Satisfied his starboard gear had been recently serviced and thoroughly inspected, Browne proceeded to his next check point, saying, "If they nuked the place, where would you fly jets? Being junior, they'd just drum you out of the Force into the reserves."
"Maybe you're right. Guess I'll have to come up with another moniker."
"What happened to the Rhode Island Pixie, by the way?"
"You know, same old usual. She's got herself another old man is what I think. One of those long hair dopers, most likely. Fuck her, and him, whoever, wherever he may be."
"Amen." Browne had had some experience in this arena. He was career Air Force, a lifer. His wife had long ago given up on him returning home to lead a normal life. Hillary wanted him to fly for Pan Am, but Ted wasn't quite ready to resign his commission and start getting fat. Besides, he believed in what they were doing in Viet Nam. There was great need here for a fight.
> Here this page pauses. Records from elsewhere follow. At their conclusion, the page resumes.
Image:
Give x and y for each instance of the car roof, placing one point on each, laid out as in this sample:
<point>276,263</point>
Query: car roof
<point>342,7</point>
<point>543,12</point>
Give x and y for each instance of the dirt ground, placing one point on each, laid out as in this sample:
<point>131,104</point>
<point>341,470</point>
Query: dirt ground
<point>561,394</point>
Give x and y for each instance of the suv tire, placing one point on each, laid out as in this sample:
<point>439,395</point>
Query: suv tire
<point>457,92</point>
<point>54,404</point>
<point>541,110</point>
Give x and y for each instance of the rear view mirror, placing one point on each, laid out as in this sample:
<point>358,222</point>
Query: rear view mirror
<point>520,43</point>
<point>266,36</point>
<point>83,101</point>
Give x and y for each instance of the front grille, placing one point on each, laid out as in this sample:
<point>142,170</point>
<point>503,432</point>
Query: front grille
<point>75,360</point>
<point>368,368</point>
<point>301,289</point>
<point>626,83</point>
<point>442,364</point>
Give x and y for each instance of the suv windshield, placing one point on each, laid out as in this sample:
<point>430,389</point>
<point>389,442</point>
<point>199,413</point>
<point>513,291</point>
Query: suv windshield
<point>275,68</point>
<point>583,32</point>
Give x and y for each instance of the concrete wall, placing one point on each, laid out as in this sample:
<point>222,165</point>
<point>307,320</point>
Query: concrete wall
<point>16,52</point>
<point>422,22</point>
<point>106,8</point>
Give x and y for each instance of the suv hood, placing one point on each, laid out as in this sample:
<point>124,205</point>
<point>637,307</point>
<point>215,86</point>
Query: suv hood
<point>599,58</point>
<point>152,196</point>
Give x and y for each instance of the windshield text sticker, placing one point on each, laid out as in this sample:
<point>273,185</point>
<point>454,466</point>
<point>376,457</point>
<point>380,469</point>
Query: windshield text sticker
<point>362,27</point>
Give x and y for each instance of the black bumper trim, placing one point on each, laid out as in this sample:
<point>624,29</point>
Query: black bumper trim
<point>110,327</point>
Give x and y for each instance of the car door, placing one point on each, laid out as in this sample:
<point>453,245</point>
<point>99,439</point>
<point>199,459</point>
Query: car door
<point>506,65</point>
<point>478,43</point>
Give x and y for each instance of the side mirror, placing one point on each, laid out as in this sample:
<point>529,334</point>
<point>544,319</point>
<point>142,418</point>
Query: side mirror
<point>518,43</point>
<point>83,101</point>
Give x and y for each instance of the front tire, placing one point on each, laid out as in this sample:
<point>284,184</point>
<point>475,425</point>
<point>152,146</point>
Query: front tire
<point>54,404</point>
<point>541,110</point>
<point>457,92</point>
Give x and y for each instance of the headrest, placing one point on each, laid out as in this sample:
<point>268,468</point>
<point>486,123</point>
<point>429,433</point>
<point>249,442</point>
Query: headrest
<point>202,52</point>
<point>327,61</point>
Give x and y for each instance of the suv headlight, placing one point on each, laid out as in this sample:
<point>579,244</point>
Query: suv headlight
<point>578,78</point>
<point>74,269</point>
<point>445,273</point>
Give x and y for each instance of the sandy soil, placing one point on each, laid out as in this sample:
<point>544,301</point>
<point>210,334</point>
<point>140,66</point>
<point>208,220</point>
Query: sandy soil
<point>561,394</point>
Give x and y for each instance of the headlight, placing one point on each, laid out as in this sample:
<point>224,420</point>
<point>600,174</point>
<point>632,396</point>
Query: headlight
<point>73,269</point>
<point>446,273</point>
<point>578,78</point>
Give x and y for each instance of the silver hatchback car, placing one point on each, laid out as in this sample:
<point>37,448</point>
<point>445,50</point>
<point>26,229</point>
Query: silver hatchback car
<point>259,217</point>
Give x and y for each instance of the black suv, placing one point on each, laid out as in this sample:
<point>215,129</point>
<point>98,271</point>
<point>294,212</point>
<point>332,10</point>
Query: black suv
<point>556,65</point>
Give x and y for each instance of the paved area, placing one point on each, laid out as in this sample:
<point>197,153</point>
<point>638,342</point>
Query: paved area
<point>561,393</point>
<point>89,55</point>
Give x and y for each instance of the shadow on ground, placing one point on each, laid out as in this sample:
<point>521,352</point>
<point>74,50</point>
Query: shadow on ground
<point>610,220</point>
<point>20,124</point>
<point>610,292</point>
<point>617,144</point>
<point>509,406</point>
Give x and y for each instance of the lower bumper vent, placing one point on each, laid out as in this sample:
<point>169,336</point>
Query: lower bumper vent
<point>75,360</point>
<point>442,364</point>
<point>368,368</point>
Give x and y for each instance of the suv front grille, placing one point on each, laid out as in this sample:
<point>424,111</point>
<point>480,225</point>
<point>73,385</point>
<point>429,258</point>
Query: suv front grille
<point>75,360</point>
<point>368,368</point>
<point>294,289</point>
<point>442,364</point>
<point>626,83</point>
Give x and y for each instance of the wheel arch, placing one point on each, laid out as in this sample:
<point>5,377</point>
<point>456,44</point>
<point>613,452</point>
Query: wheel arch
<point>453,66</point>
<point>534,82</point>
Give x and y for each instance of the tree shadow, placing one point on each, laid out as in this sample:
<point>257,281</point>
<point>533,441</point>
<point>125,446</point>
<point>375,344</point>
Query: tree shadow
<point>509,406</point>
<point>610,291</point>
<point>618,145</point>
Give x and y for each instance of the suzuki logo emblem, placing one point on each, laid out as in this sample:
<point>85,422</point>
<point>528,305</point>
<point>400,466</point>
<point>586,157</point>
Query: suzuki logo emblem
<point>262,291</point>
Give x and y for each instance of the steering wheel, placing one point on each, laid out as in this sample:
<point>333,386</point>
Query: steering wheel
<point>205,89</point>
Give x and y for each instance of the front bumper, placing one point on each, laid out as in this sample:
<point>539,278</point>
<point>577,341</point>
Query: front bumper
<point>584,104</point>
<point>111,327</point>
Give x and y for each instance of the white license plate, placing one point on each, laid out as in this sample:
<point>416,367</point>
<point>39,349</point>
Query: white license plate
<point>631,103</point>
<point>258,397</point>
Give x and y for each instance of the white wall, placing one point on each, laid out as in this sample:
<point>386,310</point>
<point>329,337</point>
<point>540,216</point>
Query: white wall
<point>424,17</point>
Oh, there weren't any high ideals to defend, but it seemed to Captain Browne the communists needed to have their asses kicked again. Once hadn't been enough. And Korea had only been a portentous tremor compared to the conflict that had rapidly developed in Indochina. Browne wasn't fighting for Vietnamese peasants, or their right to vote. Most of the locals he had met didn't much care what flag they saluted. He wasn't fighting for the American way of life, either. It hadn't been threatened. The U.S. was secure behind its ocean barriers and its growing nuclear arsenal. No, the only fight worth fighting in Viet Nam was much purer than all that, much more primordial. It was a conflict between races, a war between opposing cultures to decide a planetary pecking order. The U.S. wanted to be higher on the teat than anybody else, and, of course, the Asians wanted the same thing for themselves, especially the Soviets. So here simply was where it was all being decided.